月光吝啬地透过窗户,照亮了那张被遮挡了太久的年轻脸庞。
皮肤略显苍白,下颌线条清晰,此刻却褪去了平日里的疯癫与戏谑,显出一种近乎陌生的平静。
几乎同时,他身上那件象征着道爷身份、流淌着不祥暗红光泽的猩红长袍,如同被无形的橡皮擦抹去,瞬间褪色、变形,被一身清爽的橙白色运动服取代。
布料柔软,款式普通,仿佛邻家晨跑的青年,与这充斥着阴谋与血腥的夜晚格格不入。
这突如其来的平凡化,让王明平呼吸一窒,大脑一片空白,所有的怨毒和戒备都像是撞上了一堵无形的墙。
他眼睁睁看着李葬缓缓走到自己面前,动作轻缓得不可思议。
那只刚刚还捏碎匕首、蕴含着恐怖力量的手,此刻却带着一种近乎小心翼翼的温柔,轻轻落在了他的头顶。
掌心温热,带着一种奇异的安抚力量,透过发丝传递下来。
王明平的身体瞬间僵硬,如同被施了定身咒。
他下意识地想躲开,想拍掉这突如其来的、令他无所适从的触碰,但身体却违背意志地僵在原地。
“这些年……”
李葬的声音响起,不再是那种慵懒拖沓、带着疯癫尾调的道爷腔,而是低沉、平缓,带着一种仿佛能穿透岁月尘埃的温和,每一个字都清晰地敲在王明平的心弦上,
“……苦了你了。”
这简简单单的五个字,如同投入深潭的巨石,在王明平死寂的心湖里掀起了滔天巨浪!
他猛地抬头,赤红的瞳孔因极致的震惊而放大到极限,里面倒映着李葬那张平静得近乎悲悯的脸。
难以置信!
这个无法无天、视规则如无物、以戏弄他人为乐、被人私下称为疯子的总教官,竟然会用这样的语气,说出这样的话?!
“你……”
王明平喉咙发紧,干涩地挤出一个字,后面的话语却如同被无形的手扼住,堵在胸口。
他看着李葬的眼睛,那双平日里闪烁着猩红、疯狂与恶趣味光芒的眼眸,此刻竟褪去了所有血色,只剩下一种澄澈的、近乎透明的平静,正专注地凝视着自己。
这眼神,没有怜悯,没有施舍,只有一种沉重的、仿佛感同身受的理解。
李葬的嘴角微微向上弯起一个极淡的弧度,没有回答王明平的震惊。
他那只落在王明平头顶的手顺势下滑,无比自然地、带着一种不容拒绝的温和力道,牵起了王明平那只不久前还握着匕首、沾满杀意的手腕。

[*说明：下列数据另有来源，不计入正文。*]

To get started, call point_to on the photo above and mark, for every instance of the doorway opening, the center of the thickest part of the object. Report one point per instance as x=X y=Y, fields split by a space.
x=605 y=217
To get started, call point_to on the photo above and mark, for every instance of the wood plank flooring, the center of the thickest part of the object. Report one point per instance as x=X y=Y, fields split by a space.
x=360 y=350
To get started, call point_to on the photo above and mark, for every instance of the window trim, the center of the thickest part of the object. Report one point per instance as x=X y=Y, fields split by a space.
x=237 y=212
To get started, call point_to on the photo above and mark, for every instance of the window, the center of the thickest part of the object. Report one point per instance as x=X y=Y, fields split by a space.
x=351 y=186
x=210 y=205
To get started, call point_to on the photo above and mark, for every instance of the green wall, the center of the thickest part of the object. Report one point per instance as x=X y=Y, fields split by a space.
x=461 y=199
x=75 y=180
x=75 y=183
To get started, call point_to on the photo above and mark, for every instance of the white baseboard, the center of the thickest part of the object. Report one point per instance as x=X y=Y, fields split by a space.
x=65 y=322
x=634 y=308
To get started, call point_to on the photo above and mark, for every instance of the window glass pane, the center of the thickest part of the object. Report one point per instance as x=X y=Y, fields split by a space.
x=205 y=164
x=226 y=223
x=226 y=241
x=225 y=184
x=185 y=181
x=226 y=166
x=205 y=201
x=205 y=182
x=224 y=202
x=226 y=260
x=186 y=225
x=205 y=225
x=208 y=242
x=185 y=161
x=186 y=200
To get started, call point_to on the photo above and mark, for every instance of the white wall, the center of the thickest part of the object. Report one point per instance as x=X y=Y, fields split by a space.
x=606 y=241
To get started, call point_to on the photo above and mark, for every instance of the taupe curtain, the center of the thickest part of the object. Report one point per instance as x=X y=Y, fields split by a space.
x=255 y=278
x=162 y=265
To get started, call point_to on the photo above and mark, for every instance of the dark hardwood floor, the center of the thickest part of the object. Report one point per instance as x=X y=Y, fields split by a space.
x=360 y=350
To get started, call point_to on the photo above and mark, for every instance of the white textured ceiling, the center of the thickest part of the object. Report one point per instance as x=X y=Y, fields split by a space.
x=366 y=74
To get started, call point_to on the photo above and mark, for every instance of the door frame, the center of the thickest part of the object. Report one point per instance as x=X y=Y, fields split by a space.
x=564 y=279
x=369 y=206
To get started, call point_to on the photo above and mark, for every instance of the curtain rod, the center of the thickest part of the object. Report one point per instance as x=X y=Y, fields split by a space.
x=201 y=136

王明平的身体又是一颤,手指下意识地蜷缩了一下,却被李葬稳稳握住。
李葬的个子比王明平高出半个头,此刻牵着他,步履沉稳地朝宿舍门外走去。
那姿态,不像押解囚犯的教官,倒像是一个沉默的兄长,在寂静的夜色中,无声地牵引着迷途的弟弟。
宿舍楼外的走廊,依旧回荡着新兵们被【夜幕】小队扮演的鬼怪吓得魂飞魄散的凄厉哭喊和绝望奔逃的杂乱脚步声。
就在这混乱的背景音中,林七夜那刻意压低了声线、却带着清晰戏谑的宣告,如同冰冷的广播般穿透墙壁,清晰地传入每一个角落:
“小家伙们~刚才的‘开胃菜’味道如何?现在,考核才,正!式!开!始!”
他故意拉长了尾调,带着一种恶劣的兴奋感,
“你们要做的,就是在剩下的三个小时里,别!被!我!们!抓!到!哦~嘿嘿嘿……”
这声音如同投入油锅的水滴,瞬间让本就混乱的宿舍楼爆发出更加惊恐的浪潮。
然而,李葬却仿佛充耳不闻。
他牵着王明平,脚步没有丝毫停顿,对身后的鬼哭狼嚎置若罔闻。